1.  **State Management**: Ensure `EasyDeLState` is consistently updated and managed, especially `state.step`.
2.  **Immutability**: Respect JAX's functional nature. Training/evaluation step functions should be pure and return new states/metrics rather than modifying inputs in place.
3.  **Error Handling**: Implement robust handling for potential issues like OOM errors, data loading failures, or numerical instability (e.g., NaN losses). Consider adding try-except blocks around critical sections like the training step.
4.  **Logging**: Provide clear and configurable logging (e.g., using `logging` module or TensorBoard) for loss, metrics, learning rate, and system stats (memory usage). Leverage `arguments.logging_steps`.
5.  **Checkpointing**: Implement reliable checkpointing triggered by `arguments.save_strategy` and `arguments.save_steps`/`epochs`. Ensure checkpoints include everything needed to resume. Handle `arguments.save_total_limit`.

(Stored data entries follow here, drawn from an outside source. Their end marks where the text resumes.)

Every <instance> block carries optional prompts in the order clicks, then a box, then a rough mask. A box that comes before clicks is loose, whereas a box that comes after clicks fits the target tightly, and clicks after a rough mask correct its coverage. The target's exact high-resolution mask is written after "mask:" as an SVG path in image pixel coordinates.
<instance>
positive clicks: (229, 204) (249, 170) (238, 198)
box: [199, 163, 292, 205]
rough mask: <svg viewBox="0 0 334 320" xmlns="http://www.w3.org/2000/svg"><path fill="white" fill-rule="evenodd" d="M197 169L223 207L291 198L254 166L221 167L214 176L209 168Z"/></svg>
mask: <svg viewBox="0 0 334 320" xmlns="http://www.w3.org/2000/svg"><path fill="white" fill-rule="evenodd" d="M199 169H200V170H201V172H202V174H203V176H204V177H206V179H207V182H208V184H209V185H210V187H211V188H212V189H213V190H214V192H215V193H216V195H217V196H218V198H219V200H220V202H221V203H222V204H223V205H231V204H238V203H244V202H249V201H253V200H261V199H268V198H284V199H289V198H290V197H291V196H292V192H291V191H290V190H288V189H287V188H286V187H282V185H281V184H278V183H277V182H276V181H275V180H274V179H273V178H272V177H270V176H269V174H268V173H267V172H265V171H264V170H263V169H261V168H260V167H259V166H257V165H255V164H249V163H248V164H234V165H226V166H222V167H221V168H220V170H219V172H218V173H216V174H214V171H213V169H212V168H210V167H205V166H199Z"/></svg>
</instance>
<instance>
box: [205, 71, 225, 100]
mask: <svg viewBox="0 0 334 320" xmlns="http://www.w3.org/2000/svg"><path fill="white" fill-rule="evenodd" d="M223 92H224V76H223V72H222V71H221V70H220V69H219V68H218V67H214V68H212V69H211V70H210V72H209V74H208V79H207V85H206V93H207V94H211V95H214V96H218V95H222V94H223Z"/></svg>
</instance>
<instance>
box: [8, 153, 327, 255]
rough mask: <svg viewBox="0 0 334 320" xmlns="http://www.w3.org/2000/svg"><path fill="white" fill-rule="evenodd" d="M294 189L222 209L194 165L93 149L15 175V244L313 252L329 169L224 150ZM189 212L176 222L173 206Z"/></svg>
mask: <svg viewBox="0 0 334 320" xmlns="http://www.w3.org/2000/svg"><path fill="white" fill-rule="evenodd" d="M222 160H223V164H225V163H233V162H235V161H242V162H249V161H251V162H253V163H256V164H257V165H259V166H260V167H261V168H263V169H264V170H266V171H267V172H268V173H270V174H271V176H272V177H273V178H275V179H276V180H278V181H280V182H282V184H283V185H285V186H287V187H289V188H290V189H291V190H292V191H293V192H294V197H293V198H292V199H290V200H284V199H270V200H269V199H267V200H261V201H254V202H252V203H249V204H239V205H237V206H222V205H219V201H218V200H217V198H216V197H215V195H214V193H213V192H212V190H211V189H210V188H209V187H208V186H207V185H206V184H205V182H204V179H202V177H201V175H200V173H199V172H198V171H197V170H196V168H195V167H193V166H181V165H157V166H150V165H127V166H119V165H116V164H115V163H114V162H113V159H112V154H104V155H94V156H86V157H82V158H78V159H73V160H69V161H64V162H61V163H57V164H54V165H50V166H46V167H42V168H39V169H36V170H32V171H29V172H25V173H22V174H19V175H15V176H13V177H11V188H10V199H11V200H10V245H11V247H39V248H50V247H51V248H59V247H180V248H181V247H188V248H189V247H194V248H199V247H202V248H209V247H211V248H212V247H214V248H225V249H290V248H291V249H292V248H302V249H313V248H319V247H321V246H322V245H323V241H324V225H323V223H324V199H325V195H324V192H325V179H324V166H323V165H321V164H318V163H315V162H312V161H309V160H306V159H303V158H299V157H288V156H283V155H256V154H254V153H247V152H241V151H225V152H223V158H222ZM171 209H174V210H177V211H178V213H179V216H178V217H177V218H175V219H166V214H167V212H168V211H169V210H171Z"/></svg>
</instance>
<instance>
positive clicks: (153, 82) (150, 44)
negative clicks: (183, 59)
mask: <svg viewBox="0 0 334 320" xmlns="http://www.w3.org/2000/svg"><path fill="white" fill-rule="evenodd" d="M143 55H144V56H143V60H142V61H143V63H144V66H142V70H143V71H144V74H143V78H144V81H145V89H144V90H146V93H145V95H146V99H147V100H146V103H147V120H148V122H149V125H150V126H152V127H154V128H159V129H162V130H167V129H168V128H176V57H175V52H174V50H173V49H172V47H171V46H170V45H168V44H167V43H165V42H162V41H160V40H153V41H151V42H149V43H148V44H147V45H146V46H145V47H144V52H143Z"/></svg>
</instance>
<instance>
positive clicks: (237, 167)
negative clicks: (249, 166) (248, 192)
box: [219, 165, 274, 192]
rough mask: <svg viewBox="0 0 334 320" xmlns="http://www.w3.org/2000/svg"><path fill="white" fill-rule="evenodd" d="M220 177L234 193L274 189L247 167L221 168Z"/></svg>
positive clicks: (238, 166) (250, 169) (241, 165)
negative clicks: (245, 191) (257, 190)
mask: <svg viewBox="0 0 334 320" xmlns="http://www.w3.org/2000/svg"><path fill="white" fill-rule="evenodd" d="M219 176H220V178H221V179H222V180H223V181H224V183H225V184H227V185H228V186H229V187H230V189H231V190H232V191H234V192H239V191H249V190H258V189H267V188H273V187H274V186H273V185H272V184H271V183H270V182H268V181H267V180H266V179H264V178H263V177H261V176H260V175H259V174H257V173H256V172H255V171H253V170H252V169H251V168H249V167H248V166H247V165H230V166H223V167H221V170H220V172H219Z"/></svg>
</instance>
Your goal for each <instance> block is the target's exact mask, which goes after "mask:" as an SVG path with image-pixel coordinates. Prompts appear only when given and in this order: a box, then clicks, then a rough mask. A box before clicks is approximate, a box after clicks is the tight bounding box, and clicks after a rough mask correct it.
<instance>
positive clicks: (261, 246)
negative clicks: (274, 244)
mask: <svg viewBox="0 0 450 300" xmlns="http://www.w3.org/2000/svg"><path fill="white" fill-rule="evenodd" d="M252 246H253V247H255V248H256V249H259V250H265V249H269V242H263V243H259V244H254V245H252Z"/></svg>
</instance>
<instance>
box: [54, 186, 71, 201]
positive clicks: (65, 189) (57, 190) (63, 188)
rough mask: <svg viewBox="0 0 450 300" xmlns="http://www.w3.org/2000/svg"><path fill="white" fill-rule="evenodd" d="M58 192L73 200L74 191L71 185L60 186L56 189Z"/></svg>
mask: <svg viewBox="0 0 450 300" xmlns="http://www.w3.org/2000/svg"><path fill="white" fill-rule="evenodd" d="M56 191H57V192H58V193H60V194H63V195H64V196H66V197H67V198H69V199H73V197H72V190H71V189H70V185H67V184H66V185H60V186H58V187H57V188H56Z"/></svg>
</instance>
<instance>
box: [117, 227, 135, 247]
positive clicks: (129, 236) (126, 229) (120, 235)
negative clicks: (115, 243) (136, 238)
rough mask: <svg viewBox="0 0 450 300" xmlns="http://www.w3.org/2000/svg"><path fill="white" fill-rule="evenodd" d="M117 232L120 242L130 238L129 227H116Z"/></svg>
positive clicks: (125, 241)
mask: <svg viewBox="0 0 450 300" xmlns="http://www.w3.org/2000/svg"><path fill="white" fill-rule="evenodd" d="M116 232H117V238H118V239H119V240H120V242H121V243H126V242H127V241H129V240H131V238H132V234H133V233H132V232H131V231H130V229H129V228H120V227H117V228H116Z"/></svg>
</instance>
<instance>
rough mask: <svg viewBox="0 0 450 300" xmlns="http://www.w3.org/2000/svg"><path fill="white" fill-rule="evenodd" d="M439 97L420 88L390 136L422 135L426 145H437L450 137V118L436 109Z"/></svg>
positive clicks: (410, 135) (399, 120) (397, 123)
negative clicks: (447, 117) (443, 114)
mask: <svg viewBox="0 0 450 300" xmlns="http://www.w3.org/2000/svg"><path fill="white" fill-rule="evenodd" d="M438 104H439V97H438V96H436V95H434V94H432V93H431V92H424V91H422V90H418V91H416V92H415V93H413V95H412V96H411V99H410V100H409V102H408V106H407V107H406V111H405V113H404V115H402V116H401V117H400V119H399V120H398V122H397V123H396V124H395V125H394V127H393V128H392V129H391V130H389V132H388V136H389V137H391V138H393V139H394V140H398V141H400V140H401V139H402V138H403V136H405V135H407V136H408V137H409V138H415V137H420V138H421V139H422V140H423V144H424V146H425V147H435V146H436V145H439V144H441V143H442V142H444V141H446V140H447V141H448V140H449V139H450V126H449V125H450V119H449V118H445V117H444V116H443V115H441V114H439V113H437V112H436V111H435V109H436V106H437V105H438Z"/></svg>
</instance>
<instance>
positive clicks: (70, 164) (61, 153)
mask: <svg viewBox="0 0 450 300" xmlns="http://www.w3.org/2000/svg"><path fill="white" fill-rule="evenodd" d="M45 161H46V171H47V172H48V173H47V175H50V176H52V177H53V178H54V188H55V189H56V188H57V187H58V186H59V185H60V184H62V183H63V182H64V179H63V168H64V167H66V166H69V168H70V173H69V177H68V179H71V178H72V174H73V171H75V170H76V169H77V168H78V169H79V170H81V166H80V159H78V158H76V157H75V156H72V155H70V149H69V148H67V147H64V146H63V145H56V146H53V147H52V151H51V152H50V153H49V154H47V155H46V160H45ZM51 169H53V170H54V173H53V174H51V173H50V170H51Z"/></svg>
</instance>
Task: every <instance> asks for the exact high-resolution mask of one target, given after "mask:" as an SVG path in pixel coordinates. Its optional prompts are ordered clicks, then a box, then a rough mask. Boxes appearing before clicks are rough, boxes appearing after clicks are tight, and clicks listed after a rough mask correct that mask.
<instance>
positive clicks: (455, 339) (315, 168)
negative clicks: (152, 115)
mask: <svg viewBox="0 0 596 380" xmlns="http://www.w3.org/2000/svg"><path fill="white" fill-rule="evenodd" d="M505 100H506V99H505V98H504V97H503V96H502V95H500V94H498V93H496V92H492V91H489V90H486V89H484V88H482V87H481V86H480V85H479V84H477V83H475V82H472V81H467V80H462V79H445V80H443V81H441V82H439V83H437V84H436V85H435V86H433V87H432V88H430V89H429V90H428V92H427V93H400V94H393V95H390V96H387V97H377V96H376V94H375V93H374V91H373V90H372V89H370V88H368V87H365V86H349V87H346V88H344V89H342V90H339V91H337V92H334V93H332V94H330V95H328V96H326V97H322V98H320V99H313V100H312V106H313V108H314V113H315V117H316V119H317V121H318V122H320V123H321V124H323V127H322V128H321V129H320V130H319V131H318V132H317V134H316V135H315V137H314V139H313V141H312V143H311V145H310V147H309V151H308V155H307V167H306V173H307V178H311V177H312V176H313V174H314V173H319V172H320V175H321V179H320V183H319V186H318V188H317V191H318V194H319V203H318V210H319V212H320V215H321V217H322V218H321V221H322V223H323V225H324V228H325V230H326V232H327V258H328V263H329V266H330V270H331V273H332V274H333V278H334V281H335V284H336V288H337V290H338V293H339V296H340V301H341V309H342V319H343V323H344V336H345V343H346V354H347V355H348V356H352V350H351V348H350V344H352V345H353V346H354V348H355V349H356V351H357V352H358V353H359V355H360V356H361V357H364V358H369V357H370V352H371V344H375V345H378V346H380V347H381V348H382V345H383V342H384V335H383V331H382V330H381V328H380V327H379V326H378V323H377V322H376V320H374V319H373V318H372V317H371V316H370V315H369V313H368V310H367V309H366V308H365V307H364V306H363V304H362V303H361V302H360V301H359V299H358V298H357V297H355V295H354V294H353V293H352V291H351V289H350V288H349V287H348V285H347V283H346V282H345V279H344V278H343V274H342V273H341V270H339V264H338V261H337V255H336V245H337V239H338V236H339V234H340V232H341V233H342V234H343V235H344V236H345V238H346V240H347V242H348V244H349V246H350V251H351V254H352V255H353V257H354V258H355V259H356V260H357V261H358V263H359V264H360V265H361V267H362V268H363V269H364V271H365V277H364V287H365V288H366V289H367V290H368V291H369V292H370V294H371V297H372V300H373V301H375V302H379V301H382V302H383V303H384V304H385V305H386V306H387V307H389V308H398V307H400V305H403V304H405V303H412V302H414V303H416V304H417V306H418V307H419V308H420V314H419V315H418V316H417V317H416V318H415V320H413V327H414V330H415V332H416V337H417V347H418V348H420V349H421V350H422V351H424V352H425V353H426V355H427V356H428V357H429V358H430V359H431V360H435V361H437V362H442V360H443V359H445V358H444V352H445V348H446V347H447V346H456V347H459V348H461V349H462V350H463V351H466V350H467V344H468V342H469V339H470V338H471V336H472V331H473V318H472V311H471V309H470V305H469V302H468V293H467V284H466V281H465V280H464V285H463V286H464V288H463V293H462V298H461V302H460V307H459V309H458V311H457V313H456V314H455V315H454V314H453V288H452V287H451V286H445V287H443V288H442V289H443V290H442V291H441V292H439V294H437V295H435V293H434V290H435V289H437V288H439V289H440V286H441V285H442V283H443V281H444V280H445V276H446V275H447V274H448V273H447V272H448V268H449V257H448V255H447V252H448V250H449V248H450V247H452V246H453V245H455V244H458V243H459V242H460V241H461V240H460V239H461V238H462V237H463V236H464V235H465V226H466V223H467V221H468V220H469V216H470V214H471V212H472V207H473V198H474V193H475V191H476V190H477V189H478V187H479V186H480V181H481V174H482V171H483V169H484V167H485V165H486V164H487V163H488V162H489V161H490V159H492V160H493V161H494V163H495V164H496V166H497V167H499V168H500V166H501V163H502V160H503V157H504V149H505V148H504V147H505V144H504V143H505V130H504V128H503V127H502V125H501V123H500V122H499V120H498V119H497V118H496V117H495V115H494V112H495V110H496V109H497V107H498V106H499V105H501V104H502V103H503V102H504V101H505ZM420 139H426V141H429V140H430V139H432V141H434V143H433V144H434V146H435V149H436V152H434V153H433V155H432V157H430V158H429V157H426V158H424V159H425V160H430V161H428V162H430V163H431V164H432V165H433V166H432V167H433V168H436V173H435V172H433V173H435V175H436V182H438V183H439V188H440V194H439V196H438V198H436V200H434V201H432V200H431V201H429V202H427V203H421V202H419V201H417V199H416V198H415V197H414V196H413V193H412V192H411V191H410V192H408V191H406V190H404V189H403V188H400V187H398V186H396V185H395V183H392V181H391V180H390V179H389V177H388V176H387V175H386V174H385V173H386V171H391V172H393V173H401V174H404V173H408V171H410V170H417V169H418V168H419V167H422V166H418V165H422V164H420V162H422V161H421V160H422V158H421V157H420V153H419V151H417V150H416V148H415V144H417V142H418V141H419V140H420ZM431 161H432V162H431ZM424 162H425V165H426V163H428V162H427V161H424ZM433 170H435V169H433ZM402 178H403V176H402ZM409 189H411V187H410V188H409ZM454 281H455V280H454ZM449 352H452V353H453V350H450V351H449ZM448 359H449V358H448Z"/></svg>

6.  **Distributed Training**: Design step functions (`train_step_fn`, `eval_step_fn`) and checkpointing logic with JAX parallelism (`pmap`, `shmap`) in mind. Ensure gradients are correctly aggregated and parameters are synchronized/saved across devices.
7.  **Resource Management**: Ensure proper cleanup of resources, especially when dealing with external libraries or large datasets.